L'unica raccolta di versi del grande narratore inglese, autore del celebre romanzo "Sotto il vulcano". Le poesie, tutte di carattere autobiografico, ripercorrono i suoi vagabondaggi per mare e per terra e le sue riflessioni. Una raccolta apocalittica e malinconica che scandaglia gli abissi umani.
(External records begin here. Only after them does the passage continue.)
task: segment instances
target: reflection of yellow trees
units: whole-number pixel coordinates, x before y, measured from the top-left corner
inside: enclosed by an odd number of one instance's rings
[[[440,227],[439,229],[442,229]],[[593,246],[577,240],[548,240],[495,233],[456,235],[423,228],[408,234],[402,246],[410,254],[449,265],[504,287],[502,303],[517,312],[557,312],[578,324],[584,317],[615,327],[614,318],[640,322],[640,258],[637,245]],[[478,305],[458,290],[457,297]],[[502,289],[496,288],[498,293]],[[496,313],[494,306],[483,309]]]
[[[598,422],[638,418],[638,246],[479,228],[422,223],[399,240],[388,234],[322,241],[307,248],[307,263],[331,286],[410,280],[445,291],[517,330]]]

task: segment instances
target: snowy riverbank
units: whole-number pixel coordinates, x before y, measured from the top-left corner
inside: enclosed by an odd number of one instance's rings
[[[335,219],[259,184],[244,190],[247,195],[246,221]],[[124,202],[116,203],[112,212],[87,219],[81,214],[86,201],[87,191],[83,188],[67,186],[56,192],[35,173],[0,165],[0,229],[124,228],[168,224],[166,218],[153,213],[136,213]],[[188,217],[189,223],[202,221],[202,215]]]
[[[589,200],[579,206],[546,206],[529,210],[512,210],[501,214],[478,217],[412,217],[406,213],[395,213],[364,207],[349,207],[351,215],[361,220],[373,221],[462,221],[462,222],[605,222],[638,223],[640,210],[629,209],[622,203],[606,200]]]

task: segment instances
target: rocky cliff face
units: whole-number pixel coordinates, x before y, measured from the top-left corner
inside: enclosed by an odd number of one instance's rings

La raccolta di poesie L'urlo del mare e il buio, recentemente riproposta da Crocetti editore, rappresenta in maniera esemplare la sua storia: un'antologia che comprende circa un quarto delle centinaia di poesie che Lowry scrisse, mai pubblicate in vita pur se rimaneggiate più volte in vista di un'edizione completa e definitiva che non riuscì mai a realizzare. Furono pubblicate per la prima volta dalla City Lights di Lawrence Ferlinghetti nel 1962, per il tramite della moglie Margerie e di Earle Birney, amico dei coniugi e curatore dei manoscritti di Lowry. In questi versi c'è il suo io più intimo e indifeso, e per questo forse c'era anche più paura o pudore a mostrarsi così esposto.
Divisa in più parti, l'ambientazione si sposta dal mare aperto alle spiagge, alle coste sfiorate dai venti, dalle cantine messicane ai sobborghi cittadini, e quindi l'immagine si riempie di fortunali, di tempeste in arrivo, di bottiglie di mescal, di martin pescatori: la natura è selvatica, alberi e uccelli, ma anche scorpioni e pipistrelli.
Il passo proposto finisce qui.